March 28 (UPI) -- The same algorithm that helps traders on Wall Street know when to buy or sell is helping geologists study "slow slip" earthquakes, gradual movement of Earth's tectonic plates.
Researchers at the University of Washington adapted Wall Street's relative strength index, a measure of a stock price's rate of change, to pick out the signatures of slow slips among the seismic noise.
"I've always had an interest in finance, and if you go to any stock ticker website there's all these different indicators," Brendan Crowell, an earth scientist at UW, said in a news release. "This particular index stood out in its ease of use, but also that it needed no information -- like stock volume, volatility or other terms -- besides the single line of data that it analyzes for unusual behavior."
Crowell and his colleagues used the algorithm to analyze data collected from 2005 to 2016 by 200 GPS stations along the West Coast's Cascadia subduction zone, a long plate boundary stretching from northern California to northern Vancouver Island.
"Looking at the Cascadia Subduction Zone -- which is the most-studied slow slip area in the world — was a good way to validate the methodology," Crowell said.
The algorithm successfully identified the same slow slips previously found during more comprehensive surveys.
Normal earthquakes are relatively sudden.
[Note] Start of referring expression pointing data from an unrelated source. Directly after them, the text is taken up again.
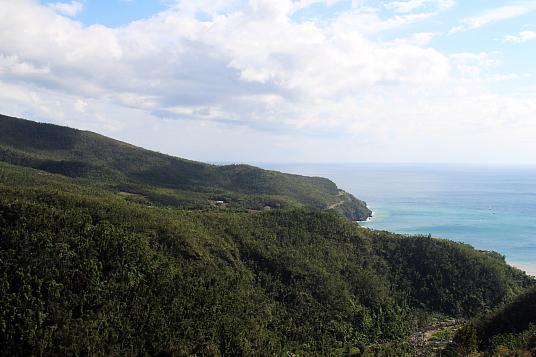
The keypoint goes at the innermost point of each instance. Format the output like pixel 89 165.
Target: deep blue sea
pixel 491 207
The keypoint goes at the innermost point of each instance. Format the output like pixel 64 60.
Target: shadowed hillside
pixel 163 178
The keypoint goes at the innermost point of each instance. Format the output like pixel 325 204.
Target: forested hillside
pixel 164 179
pixel 91 267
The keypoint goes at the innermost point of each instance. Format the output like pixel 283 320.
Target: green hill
pixel 164 179
pixel 88 267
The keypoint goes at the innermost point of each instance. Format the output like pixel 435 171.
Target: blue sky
pixel 281 80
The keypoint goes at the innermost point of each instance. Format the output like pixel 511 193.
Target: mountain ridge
pixel 84 154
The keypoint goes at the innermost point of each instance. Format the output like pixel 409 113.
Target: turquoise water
pixel 488 207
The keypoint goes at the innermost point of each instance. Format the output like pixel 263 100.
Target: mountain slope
pixel 83 154
pixel 84 272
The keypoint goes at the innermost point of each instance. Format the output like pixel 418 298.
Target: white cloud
pixel 13 65
pixel 522 37
pixel 251 82
pixel 408 6
pixel 497 14
pixel 71 9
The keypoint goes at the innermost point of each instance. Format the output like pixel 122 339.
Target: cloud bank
pixel 251 78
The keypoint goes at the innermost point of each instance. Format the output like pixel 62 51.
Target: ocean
pixel 491 207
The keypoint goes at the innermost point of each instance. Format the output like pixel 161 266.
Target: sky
pixel 442 81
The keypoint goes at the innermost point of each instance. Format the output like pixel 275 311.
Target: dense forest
pixel 105 261
pixel 163 179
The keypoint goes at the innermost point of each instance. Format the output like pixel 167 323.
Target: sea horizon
pixel 488 206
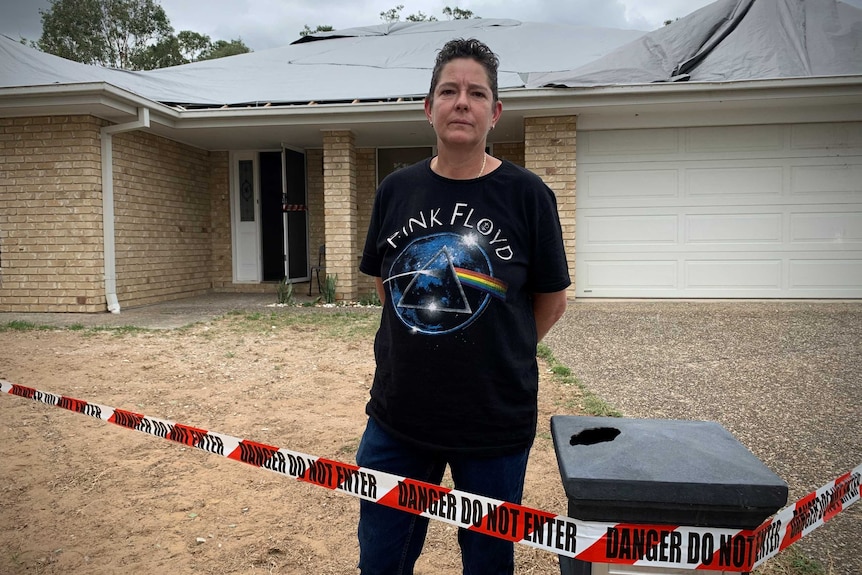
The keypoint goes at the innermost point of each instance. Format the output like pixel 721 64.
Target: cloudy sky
pixel 263 24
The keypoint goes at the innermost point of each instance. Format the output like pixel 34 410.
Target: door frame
pixel 245 236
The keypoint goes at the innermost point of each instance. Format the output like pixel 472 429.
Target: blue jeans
pixel 391 540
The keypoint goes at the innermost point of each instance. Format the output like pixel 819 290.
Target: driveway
pixel 785 378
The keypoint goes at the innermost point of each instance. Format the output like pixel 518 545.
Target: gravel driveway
pixel 784 378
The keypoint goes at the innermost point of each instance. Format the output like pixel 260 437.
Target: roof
pixel 727 40
pixel 375 63
pixel 733 40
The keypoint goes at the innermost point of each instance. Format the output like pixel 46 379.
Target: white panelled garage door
pixel 772 211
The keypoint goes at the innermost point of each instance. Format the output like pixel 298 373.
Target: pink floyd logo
pixel 442 283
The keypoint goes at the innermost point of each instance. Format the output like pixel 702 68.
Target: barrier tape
pixel 655 545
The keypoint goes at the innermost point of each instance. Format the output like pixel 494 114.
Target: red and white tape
pixel 635 544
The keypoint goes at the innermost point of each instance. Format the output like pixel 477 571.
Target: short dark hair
pixel 470 48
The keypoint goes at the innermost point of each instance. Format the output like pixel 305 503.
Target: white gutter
pixel 109 240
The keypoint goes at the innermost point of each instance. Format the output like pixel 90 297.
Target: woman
pixel 468 258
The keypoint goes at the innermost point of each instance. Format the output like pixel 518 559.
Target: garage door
pixel 771 211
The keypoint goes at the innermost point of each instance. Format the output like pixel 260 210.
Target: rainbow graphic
pixel 486 283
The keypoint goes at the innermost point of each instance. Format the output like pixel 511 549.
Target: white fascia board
pixel 103 99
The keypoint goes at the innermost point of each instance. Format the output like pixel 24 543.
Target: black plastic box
pixel 661 471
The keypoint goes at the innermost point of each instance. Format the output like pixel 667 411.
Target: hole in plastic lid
pixel 594 435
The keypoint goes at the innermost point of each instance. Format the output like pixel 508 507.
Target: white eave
pixel 394 123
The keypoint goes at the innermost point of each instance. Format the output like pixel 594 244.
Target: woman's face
pixel 463 108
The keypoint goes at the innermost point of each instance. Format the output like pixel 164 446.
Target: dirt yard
pixel 78 495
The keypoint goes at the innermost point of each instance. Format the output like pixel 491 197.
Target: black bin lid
pixel 662 471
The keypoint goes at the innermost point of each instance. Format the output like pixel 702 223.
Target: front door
pixel 246 217
pixel 284 218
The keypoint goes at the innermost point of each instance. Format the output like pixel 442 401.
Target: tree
pixel 114 33
pixel 320 28
pixel 223 49
pixel 394 15
pixel 127 34
pixel 420 17
pixel 458 14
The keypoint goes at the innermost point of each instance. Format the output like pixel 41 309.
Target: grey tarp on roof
pixel 725 41
pixel 371 63
pixel 733 40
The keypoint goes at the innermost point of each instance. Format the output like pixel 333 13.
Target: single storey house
pixel 717 157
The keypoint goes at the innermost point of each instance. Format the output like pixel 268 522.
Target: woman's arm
pixel 548 308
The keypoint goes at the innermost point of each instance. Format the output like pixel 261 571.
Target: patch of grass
pixel 339 322
pixel 18 325
pixel 590 402
pixel 329 285
pixel 792 561
pixel 120 330
pixel 284 293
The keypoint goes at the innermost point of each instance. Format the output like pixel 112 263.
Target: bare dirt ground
pixel 78 495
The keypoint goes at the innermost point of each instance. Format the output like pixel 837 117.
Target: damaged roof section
pixel 725 41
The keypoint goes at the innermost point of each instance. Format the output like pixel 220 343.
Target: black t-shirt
pixel 456 348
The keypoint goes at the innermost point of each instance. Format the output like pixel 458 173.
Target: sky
pixel 263 24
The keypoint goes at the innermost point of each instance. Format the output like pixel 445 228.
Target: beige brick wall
pixel 512 151
pixel 162 218
pixel 51 254
pixel 550 146
pixel 366 186
pixel 221 263
pixel 340 181
pixel 314 190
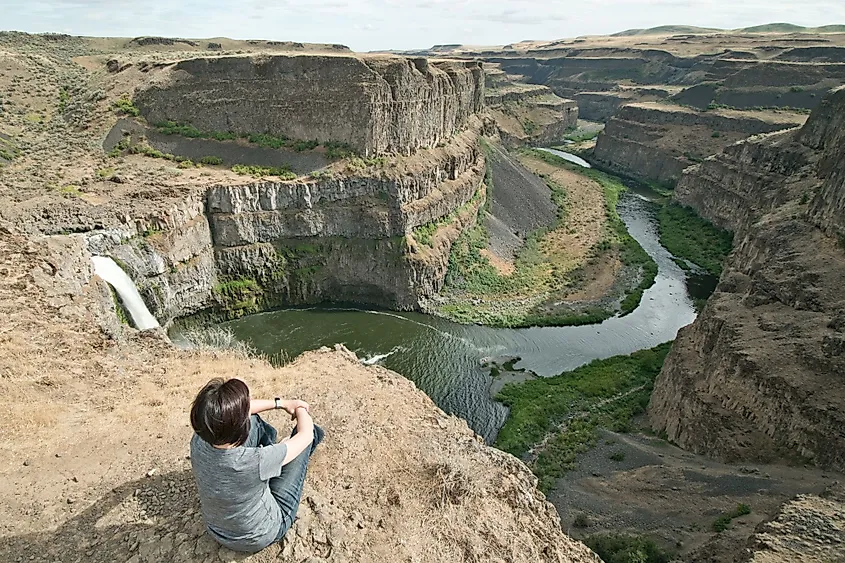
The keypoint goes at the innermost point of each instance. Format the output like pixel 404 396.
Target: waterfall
pixel 107 269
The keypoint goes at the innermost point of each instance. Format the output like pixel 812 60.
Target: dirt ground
pixel 95 435
pixel 569 246
pixel 658 489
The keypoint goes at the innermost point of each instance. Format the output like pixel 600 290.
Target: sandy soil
pixel 583 227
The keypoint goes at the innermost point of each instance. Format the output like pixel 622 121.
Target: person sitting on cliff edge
pixel 249 485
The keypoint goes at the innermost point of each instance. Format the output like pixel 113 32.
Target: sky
pixel 366 25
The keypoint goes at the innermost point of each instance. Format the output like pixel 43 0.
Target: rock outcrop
pixel 396 479
pixel 809 528
pixel 656 142
pixel 344 238
pixel 706 69
pixel 376 105
pixel 757 376
pixel 527 114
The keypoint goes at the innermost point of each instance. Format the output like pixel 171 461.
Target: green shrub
pixel 623 548
pixel 335 150
pixel 538 407
pixel 283 172
pixel 185 130
pixel 723 522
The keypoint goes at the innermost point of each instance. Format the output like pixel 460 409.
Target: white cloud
pixel 398 24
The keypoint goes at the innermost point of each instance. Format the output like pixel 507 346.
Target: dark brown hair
pixel 220 412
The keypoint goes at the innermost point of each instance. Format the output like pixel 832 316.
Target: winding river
pixel 444 359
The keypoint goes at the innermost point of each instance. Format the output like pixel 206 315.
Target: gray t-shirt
pixel 238 508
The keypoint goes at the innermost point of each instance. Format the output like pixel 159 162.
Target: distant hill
pixel 773 28
pixel 766 28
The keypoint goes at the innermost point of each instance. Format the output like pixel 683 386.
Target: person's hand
pixel 292 404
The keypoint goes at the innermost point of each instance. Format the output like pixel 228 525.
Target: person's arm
pixel 297 443
pixel 290 405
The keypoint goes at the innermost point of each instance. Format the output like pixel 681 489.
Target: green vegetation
pixel 119 309
pixel 630 252
pixel 359 164
pixel 320 174
pixel 124 106
pixel 571 406
pixel 172 128
pixel 70 190
pixel 689 236
pixel 118 149
pixel 8 150
pixel 423 233
pixel 624 548
pixel 579 137
pixel 283 172
pixel 238 297
pixel 723 522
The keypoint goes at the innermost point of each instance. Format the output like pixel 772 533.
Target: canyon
pixel 233 177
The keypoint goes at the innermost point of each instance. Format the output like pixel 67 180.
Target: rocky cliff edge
pixel 95 433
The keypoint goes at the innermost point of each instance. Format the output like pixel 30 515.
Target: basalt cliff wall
pixel 758 375
pixel 374 104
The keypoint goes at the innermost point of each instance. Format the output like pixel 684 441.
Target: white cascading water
pixel 107 269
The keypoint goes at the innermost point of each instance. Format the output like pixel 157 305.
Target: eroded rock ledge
pixel 375 104
pixel 758 375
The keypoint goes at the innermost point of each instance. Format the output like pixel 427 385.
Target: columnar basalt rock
pixel 757 376
pixel 527 114
pixel 376 105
Fault slips propagate seismic waves. Slow slips happen over a span of weeks or months, not minutes. The fault line displacement is too gradual to produce seismic waves. Instead, scientists must measure them using GPS.
GPS stations feature sensors fixed to steel pipes penetrating 115 feet into the solid rock. The sensors can measure minute movements in the Earth's crust. Until now, scientists had to compare data from dozens of GPS stations to identify and track slow slips, but the relative strength index can detect a slow slip using data from a single station.
Scientists detailed their success in the Journal of Geophysical Research: Solid Earth.
Lead author Crowell says the new algorithm will help geologists study a variety of geophysical phenomena -- and in places with few GPS stations.
"I want to be able to use this for things beyond slow slip," Crowell said. "We might use the method to look at the seismic effects of groundwater extraction, volcanic inflation and all kinds of other things that we may not be detecting in the GPS data."